Mrs. Moksha: Right now I am looking at fundraisers and sponsors. I am not taking any extreme measures as it isn’t a dangerous activity. I will simply be riding through Leh, Chandigarh, Rajasthan, and finally, will reach Kanyakumari. On the mountainside, I will have a mechanic riding along with me, just in case I need something.
Praya: How supportive has been your daughter through the years?
Mrs. Moksha: She is the only one in my family who has been with me through thick and thin. We share a beautiful relationship and she is like my best friend.
Pragya: Can you share conversations on womanhood you had with your daughter?
Mrs. Moksha: We share and talk about everything. Earlier we were discussing this marriage issue and I explained how her happiness was my utmost priority. A woman can live on her own if she has a purpose and meaning in life. Everyone is a product of their own perspective and so am I.
I don’t think that life ends when you don’t get a man to support you.
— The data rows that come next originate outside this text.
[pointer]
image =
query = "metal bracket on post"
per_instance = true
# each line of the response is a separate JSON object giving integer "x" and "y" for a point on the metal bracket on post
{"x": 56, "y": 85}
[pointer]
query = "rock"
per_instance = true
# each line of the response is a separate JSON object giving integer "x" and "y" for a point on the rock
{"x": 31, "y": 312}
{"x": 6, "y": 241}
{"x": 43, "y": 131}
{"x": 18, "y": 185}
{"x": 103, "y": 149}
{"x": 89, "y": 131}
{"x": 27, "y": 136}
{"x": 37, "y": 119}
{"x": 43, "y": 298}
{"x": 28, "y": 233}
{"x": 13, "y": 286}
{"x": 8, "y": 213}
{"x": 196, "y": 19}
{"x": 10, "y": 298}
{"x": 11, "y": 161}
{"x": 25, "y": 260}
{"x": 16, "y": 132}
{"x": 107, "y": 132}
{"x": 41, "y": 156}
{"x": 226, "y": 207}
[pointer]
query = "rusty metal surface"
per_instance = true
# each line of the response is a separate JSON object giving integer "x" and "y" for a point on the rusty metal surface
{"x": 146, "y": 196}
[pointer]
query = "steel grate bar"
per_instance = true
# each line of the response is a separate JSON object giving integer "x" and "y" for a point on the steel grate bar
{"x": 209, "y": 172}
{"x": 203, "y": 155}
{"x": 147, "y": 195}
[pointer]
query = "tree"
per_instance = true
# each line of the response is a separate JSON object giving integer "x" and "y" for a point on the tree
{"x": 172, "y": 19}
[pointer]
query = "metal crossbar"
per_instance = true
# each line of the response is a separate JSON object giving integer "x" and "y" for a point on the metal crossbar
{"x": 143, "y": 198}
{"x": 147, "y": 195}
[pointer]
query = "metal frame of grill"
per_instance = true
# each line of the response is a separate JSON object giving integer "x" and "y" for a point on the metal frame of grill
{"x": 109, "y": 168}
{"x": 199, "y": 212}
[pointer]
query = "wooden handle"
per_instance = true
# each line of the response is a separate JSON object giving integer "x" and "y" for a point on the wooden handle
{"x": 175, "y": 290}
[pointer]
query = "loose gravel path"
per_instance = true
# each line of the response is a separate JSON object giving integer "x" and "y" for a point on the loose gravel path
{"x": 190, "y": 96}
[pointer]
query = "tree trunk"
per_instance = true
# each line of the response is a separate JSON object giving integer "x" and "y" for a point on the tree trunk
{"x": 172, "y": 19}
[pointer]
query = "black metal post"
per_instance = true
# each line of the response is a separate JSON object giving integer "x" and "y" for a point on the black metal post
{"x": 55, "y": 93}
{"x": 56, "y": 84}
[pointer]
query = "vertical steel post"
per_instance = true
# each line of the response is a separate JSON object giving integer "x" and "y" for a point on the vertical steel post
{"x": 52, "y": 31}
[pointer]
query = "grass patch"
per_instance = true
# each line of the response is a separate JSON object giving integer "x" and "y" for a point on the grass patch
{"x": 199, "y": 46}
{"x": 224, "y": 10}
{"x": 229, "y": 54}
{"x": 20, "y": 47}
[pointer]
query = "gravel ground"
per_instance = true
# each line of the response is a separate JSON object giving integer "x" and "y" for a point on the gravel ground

I am proud to have made her a strong person who carries her values with pride. She is a good human being, and in a self-centred society, she has grown to be selfless.
Pragya: As a single mother, what parenting style did you hold to?
Mrs. Moksha: It was not just to be a mother but to be a friend. I left my house when she was just two and a half years old and she was lucky enough to get all the love from my family. My sisters, mother, and father loved her unconditionally. Papa was always concerned for her no matter what.
I don’t act like her mother and we don’t share an attachment but a mutual affection for each other. She is an independent woman and we both need our own space.